Kitagawa Dam (北川ダム) is a dam in the Saiki, Ōita, Japan, completed in 1962. It spans the Kita River, a class A river, in the Gokase River drainage system. It is managed by Ōita Prefecture, and it is an 82.0 m concrete arch dam. It is the largest dam in the Gokase River drainage system, and it was built with government subsidies with the goal of flood control and hydroelectric power generation for the Kita River basin. The man-made lake formed by the dam is the largest such reservoir of any dam administered by the prefecture, but it is simply called the Kitagawa Dam Lake and has no nickname. Despite that in 2005 it was selected by the Dam Waters Environment Development Center Foundation as one of the top one hundred reservoirs.

==Summary==
The Kita River originates in Ōita Prefecture and flows into the Sea of Hyūga off Miyagi Prefecture after joining its tributary Nakadake River, and along the way flows close to the border of the two prefectures, and Kitagawa Dam, built to dam this river, was the first concrete arch dam in Ōita Prefecture. According to Ōita Electric Power Department, the dam was built to be a multipurpose dam for flood control and power generation, and the height of the headwaters was low at 285 meters, and to function in the Kita River which has a narrow grade, the dam functions with an unusually narrow height difference.
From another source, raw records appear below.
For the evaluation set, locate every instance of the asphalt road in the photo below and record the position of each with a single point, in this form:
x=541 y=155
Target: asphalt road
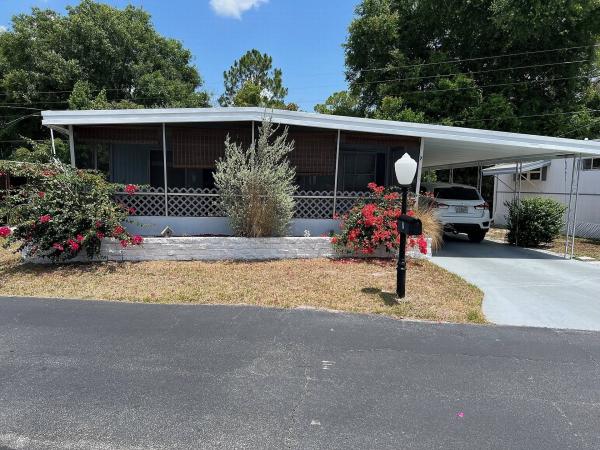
x=527 y=287
x=83 y=374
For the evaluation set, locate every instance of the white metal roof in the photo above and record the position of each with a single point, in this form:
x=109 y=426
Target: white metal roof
x=503 y=169
x=444 y=146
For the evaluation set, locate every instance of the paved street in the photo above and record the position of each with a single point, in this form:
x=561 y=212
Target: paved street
x=83 y=374
x=526 y=287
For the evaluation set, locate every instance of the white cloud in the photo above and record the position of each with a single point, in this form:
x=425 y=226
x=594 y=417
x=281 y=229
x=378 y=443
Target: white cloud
x=234 y=8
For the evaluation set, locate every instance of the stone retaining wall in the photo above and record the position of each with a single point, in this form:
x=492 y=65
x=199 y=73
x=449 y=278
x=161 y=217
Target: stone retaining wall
x=222 y=248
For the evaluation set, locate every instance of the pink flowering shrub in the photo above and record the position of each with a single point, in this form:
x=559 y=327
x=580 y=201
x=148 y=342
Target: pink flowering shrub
x=60 y=211
x=373 y=222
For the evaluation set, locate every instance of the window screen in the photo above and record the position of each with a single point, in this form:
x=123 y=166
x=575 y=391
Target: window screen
x=456 y=193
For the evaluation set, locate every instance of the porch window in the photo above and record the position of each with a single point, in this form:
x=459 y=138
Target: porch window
x=359 y=168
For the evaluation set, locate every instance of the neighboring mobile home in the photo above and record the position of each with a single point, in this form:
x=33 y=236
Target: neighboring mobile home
x=173 y=153
x=552 y=179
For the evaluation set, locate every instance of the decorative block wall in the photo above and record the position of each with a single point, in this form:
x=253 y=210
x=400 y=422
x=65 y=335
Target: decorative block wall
x=222 y=249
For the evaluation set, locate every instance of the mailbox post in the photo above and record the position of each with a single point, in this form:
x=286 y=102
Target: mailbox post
x=405 y=167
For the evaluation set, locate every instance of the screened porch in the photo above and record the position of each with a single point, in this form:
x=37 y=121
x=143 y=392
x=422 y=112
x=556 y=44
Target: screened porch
x=174 y=164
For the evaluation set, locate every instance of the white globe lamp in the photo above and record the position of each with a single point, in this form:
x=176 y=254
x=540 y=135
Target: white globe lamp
x=406 y=168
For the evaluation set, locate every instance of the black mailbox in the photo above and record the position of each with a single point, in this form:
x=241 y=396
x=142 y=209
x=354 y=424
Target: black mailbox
x=410 y=225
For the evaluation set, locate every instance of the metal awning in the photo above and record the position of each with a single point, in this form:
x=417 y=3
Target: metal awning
x=443 y=146
x=505 y=169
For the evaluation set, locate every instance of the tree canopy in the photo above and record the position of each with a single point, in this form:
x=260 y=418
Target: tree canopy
x=94 y=56
x=252 y=81
x=516 y=66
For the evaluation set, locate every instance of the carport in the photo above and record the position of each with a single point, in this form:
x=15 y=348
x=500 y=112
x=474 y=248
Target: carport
x=509 y=153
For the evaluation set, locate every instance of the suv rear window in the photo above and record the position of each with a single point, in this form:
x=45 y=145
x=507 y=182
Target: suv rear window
x=456 y=193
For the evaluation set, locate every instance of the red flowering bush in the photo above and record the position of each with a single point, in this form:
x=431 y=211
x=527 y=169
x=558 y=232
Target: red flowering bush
x=5 y=232
x=60 y=211
x=373 y=222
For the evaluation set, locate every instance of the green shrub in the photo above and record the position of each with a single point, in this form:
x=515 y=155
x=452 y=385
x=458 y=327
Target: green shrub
x=61 y=211
x=534 y=221
x=256 y=184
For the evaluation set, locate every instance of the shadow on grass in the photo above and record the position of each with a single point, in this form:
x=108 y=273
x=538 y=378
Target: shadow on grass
x=388 y=298
x=57 y=268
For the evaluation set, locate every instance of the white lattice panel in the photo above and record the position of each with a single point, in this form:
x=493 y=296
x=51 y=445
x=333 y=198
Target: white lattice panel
x=151 y=202
x=190 y=202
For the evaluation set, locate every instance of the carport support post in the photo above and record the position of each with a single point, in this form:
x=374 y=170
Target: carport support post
x=72 y=146
x=164 y=133
x=337 y=164
x=419 y=170
x=52 y=139
x=574 y=230
x=568 y=229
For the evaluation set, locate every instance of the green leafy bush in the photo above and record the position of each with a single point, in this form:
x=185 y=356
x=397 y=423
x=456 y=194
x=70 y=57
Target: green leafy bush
x=256 y=184
x=534 y=221
x=61 y=211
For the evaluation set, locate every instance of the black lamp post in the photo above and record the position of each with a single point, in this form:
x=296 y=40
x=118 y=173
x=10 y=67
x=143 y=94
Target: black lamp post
x=405 y=167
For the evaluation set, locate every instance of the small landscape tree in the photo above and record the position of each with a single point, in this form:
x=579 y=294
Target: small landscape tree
x=256 y=184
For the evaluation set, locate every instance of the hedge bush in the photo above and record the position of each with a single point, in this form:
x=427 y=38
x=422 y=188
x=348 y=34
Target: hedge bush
x=534 y=221
x=60 y=211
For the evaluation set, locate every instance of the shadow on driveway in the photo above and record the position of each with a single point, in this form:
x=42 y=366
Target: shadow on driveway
x=527 y=287
x=460 y=247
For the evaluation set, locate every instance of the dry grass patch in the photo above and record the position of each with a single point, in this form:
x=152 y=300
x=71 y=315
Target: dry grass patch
x=344 y=285
x=583 y=246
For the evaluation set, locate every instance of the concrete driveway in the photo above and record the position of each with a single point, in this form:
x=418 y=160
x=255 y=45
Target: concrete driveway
x=99 y=375
x=527 y=287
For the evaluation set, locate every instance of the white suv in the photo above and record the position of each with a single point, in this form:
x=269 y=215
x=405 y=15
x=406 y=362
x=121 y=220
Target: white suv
x=460 y=208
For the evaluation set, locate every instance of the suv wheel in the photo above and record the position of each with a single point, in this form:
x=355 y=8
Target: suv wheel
x=477 y=236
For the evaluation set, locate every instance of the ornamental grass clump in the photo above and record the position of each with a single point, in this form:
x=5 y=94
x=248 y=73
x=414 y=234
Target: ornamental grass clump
x=60 y=211
x=256 y=184
x=373 y=223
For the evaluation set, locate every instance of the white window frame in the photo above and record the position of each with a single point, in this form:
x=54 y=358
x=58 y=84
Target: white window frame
x=526 y=176
x=592 y=162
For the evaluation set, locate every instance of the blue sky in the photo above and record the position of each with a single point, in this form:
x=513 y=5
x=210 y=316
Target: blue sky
x=304 y=37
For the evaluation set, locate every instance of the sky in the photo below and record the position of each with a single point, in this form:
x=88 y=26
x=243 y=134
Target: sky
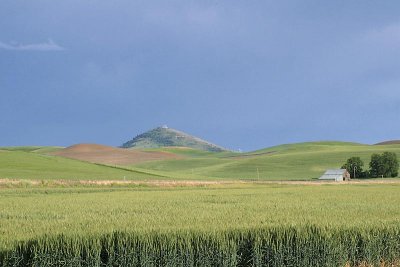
x=242 y=74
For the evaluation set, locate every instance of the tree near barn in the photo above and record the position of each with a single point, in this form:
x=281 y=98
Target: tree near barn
x=385 y=165
x=354 y=166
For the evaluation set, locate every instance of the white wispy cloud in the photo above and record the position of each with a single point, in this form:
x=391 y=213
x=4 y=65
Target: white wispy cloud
x=50 y=45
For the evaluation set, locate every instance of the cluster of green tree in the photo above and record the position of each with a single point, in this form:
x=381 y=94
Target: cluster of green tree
x=381 y=165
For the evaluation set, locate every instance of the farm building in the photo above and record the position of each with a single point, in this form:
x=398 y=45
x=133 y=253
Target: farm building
x=336 y=175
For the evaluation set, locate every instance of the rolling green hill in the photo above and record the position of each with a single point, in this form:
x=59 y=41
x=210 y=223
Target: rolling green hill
x=168 y=137
x=19 y=164
x=300 y=161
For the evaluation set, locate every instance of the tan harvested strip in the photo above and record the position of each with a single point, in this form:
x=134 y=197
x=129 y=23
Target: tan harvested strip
x=5 y=182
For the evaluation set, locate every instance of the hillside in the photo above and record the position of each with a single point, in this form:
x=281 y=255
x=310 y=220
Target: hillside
x=30 y=165
x=390 y=142
x=111 y=155
x=168 y=137
x=300 y=161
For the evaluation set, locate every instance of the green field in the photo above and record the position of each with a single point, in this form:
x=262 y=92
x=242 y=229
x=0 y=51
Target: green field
x=220 y=217
x=302 y=161
x=203 y=209
x=18 y=164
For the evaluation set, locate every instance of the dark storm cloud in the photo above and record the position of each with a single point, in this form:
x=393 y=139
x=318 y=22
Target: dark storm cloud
x=242 y=74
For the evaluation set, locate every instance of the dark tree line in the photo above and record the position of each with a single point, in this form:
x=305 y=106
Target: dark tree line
x=381 y=165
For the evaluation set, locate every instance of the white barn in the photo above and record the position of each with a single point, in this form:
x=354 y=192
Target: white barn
x=336 y=175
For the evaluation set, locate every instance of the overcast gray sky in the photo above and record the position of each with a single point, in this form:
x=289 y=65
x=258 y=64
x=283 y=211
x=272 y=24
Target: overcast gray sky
x=242 y=74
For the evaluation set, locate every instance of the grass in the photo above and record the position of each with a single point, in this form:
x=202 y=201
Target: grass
x=360 y=222
x=302 y=161
x=27 y=165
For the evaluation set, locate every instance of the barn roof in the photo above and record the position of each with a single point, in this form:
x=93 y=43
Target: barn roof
x=333 y=174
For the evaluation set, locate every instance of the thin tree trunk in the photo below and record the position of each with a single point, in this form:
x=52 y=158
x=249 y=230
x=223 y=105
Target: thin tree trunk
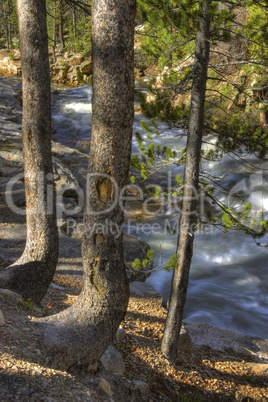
x=5 y=23
x=61 y=27
x=74 y=23
x=54 y=34
x=191 y=177
x=83 y=332
x=33 y=272
x=8 y=24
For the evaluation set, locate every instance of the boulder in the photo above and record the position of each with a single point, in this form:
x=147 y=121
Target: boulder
x=113 y=361
x=141 y=386
x=105 y=387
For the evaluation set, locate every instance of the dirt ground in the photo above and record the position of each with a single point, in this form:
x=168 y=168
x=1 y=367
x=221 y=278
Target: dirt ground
x=202 y=376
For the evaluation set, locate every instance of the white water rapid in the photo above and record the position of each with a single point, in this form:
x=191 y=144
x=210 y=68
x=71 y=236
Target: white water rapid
x=229 y=277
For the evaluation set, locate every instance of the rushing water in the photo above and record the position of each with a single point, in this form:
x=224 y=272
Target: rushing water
x=229 y=278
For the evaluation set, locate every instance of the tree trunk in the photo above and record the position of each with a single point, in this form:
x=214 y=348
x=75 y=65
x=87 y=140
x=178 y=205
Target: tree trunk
x=8 y=24
x=54 y=34
x=74 y=22
x=61 y=27
x=83 y=332
x=33 y=272
x=5 y=23
x=191 y=177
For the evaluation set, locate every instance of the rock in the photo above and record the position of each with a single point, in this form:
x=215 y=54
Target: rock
x=92 y=368
x=184 y=343
x=2 y=320
x=259 y=368
x=120 y=335
x=105 y=387
x=9 y=293
x=142 y=289
x=141 y=386
x=113 y=361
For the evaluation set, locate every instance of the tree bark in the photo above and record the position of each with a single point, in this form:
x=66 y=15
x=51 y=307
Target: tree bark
x=61 y=27
x=191 y=176
x=33 y=272
x=6 y=24
x=74 y=22
x=83 y=332
x=54 y=32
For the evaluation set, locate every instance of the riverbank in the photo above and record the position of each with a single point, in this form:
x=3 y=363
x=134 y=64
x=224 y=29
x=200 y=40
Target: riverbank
x=203 y=375
x=236 y=371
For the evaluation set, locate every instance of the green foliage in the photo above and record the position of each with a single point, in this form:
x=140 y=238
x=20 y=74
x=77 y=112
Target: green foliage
x=80 y=77
x=11 y=56
x=139 y=264
x=171 y=262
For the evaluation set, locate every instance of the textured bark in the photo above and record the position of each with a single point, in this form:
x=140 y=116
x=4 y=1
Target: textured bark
x=188 y=216
x=33 y=272
x=61 y=27
x=5 y=24
x=8 y=24
x=82 y=333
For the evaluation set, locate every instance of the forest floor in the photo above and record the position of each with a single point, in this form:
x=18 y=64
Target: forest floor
x=205 y=375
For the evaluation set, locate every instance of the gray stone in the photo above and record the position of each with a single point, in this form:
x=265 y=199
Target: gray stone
x=105 y=387
x=2 y=320
x=113 y=361
x=142 y=386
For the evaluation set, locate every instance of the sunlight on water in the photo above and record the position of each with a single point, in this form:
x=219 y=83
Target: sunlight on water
x=79 y=107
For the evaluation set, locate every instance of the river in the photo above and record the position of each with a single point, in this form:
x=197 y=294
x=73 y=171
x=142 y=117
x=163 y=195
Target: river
x=228 y=284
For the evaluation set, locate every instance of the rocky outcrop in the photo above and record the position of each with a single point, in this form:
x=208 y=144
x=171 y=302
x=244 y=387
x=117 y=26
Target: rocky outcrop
x=69 y=68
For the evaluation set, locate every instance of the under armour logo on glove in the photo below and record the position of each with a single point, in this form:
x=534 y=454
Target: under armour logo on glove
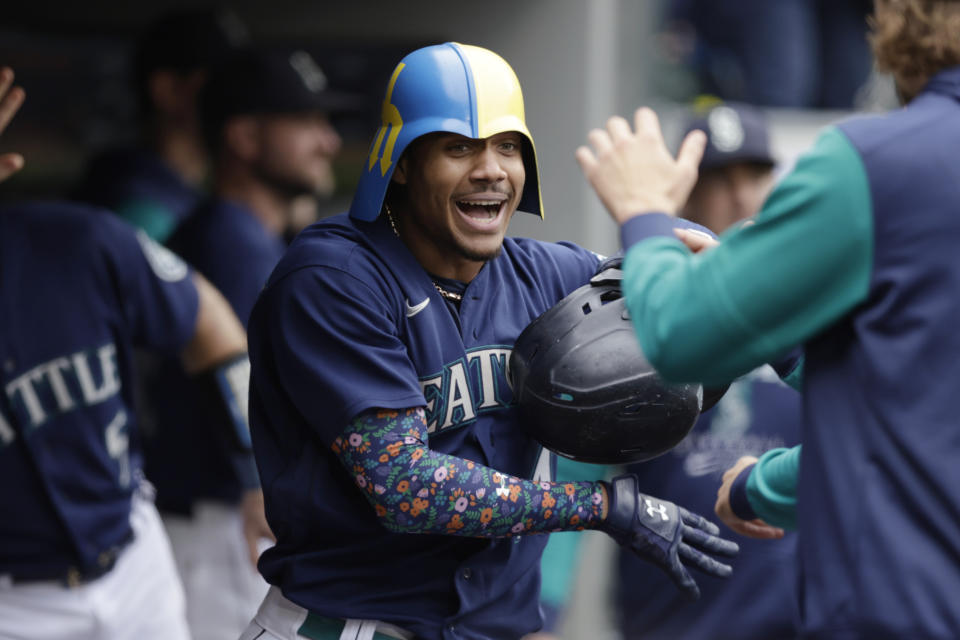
x=667 y=535
x=660 y=508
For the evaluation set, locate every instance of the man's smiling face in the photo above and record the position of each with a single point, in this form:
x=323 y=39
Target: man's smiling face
x=461 y=194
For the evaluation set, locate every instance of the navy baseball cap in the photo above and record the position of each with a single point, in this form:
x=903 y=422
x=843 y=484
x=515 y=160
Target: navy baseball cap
x=255 y=81
x=736 y=133
x=186 y=40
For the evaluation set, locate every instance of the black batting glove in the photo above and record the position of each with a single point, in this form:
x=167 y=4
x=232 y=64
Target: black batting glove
x=667 y=535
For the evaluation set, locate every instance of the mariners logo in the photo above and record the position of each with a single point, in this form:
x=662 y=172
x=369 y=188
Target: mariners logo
x=166 y=264
x=467 y=387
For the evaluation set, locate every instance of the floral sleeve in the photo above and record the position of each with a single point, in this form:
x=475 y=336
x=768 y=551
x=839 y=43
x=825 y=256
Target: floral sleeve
x=416 y=490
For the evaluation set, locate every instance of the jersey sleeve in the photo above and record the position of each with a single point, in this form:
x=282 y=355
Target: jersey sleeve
x=771 y=487
x=335 y=348
x=153 y=285
x=767 y=287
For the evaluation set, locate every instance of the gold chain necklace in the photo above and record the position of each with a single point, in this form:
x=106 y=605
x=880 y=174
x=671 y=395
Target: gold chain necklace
x=449 y=295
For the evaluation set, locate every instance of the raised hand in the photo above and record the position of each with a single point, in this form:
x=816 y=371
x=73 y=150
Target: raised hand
x=633 y=172
x=10 y=100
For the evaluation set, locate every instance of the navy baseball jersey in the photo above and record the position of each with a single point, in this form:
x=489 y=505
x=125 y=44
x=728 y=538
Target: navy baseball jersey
x=141 y=189
x=757 y=413
x=350 y=321
x=854 y=253
x=225 y=242
x=78 y=290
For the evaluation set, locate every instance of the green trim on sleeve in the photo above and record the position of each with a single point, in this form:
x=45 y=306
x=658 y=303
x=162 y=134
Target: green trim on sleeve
x=772 y=487
x=794 y=379
x=155 y=219
x=714 y=316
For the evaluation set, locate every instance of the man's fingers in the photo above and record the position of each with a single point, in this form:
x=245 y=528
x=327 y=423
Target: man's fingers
x=695 y=240
x=698 y=521
x=6 y=79
x=600 y=140
x=758 y=529
x=692 y=148
x=618 y=129
x=703 y=562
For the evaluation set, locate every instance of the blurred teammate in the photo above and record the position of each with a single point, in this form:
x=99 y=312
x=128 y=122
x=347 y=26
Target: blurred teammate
x=853 y=254
x=83 y=555
x=270 y=141
x=398 y=479
x=155 y=186
x=757 y=413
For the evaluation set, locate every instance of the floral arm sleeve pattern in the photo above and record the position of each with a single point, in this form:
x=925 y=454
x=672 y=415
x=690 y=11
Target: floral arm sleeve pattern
x=416 y=490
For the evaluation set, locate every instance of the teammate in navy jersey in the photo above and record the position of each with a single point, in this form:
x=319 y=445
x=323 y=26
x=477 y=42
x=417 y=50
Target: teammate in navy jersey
x=757 y=413
x=398 y=479
x=266 y=113
x=854 y=254
x=83 y=555
x=156 y=184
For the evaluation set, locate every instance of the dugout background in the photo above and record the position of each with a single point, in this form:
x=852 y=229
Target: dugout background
x=578 y=62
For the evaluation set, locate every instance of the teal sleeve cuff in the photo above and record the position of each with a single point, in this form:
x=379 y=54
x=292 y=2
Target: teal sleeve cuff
x=648 y=225
x=772 y=487
x=716 y=315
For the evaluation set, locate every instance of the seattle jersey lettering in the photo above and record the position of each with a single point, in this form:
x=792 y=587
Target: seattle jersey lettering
x=467 y=387
x=60 y=385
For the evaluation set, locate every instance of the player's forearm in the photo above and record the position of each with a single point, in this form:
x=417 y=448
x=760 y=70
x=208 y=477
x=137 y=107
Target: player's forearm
x=416 y=490
x=218 y=334
x=713 y=316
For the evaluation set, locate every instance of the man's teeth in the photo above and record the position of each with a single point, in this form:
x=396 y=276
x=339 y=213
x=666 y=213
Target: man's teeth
x=491 y=209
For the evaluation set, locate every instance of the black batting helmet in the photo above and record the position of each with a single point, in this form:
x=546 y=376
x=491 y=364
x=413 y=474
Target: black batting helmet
x=585 y=389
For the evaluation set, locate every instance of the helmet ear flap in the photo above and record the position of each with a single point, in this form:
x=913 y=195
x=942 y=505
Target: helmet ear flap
x=452 y=88
x=587 y=392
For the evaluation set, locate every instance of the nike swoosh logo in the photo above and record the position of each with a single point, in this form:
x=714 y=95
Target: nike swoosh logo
x=414 y=309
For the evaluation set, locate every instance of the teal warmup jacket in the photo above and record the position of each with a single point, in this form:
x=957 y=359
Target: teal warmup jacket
x=856 y=255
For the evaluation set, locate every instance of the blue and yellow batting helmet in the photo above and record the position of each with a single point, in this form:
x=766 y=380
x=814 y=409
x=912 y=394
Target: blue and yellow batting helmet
x=447 y=87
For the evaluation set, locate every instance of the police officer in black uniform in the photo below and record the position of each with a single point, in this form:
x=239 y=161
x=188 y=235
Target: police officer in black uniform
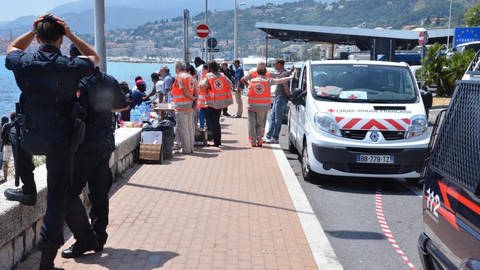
x=48 y=82
x=100 y=95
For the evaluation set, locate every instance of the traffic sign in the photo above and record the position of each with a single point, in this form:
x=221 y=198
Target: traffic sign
x=211 y=43
x=202 y=31
x=423 y=38
x=211 y=50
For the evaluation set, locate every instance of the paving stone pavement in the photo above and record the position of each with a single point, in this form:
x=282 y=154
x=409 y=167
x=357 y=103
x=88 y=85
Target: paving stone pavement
x=220 y=208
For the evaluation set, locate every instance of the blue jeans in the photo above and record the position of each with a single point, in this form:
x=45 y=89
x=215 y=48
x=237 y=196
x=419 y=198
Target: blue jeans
x=276 y=117
x=202 y=117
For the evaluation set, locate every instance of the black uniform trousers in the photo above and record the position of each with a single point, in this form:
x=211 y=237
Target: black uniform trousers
x=213 y=124
x=90 y=167
x=59 y=177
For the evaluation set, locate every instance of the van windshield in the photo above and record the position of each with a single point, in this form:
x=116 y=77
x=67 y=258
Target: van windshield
x=363 y=83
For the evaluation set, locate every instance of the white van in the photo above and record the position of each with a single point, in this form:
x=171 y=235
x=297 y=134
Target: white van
x=360 y=119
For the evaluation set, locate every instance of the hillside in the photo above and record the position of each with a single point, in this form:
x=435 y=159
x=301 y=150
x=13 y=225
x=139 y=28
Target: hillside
x=163 y=37
x=120 y=14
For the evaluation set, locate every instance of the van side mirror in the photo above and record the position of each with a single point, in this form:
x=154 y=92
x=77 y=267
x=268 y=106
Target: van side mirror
x=298 y=97
x=427 y=99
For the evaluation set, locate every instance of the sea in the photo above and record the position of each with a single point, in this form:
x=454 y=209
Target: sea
x=9 y=91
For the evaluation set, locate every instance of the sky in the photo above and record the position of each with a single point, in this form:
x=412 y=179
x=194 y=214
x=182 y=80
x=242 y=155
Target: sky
x=12 y=9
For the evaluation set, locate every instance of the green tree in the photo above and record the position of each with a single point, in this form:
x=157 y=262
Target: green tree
x=457 y=65
x=434 y=63
x=472 y=16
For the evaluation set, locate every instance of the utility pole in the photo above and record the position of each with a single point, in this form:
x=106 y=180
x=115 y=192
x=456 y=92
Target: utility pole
x=99 y=22
x=235 y=31
x=449 y=24
x=186 y=50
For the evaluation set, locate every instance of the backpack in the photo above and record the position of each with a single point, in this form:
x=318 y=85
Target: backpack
x=5 y=135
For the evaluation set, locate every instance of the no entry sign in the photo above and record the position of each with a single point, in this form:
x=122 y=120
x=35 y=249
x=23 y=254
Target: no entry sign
x=202 y=31
x=422 y=38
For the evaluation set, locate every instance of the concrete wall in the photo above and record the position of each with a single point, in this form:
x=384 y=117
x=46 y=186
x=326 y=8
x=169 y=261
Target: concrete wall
x=20 y=225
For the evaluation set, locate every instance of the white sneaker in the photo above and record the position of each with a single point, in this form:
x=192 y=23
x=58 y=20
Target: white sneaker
x=272 y=141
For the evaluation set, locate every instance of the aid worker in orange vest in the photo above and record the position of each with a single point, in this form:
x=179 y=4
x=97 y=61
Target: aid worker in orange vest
x=259 y=101
x=219 y=96
x=183 y=100
x=253 y=73
x=202 y=99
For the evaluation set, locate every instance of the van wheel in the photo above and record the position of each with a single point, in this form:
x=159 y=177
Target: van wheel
x=416 y=181
x=291 y=146
x=307 y=173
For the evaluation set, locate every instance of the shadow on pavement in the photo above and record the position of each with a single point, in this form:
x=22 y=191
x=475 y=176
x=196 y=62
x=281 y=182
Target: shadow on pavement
x=112 y=258
x=363 y=185
x=361 y=235
x=228 y=147
x=216 y=198
x=229 y=141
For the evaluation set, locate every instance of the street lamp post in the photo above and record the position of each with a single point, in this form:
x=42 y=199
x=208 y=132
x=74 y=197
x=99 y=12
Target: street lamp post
x=235 y=30
x=206 y=23
x=449 y=24
x=100 y=46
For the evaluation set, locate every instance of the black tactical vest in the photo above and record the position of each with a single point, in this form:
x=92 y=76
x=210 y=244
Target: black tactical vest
x=47 y=101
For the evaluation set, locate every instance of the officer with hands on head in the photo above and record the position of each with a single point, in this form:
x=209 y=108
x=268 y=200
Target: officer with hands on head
x=48 y=82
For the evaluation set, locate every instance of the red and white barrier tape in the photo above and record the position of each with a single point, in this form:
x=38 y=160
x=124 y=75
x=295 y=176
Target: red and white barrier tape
x=382 y=221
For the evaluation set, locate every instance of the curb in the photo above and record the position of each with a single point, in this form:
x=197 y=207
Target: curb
x=317 y=240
The portion of Kita River upstream of where Nakadake River joins it is known as Tashiro River. A stone arched bridge built across the Tashiro River in 1908, directly upstream of where the rivers merge, is submerged in the reservoir. The stone bridge is 10 meters from the bottom of the lake, so it is visible only from the summer dry season until the reservoir becomes full when the rainy season starts or a typhoon comes.

Kitagawa Dam's reservoir has been chosen as one of the top 100 reservoirs. On the left bank of the reservoir is Japan National Route 326, the spot where the Nakadake River tributary flows into Kita River has a local folk song called "Ume no Utagenka", and the Utagenka Bridge located there is connected to that song, and in the vicinity of the bridge is the Ume Rest Area. The vicinity of the dam is the natural habitat of the mountain hawk-eagle, and in 1981 the prefecture designated it as a protected wildlife area.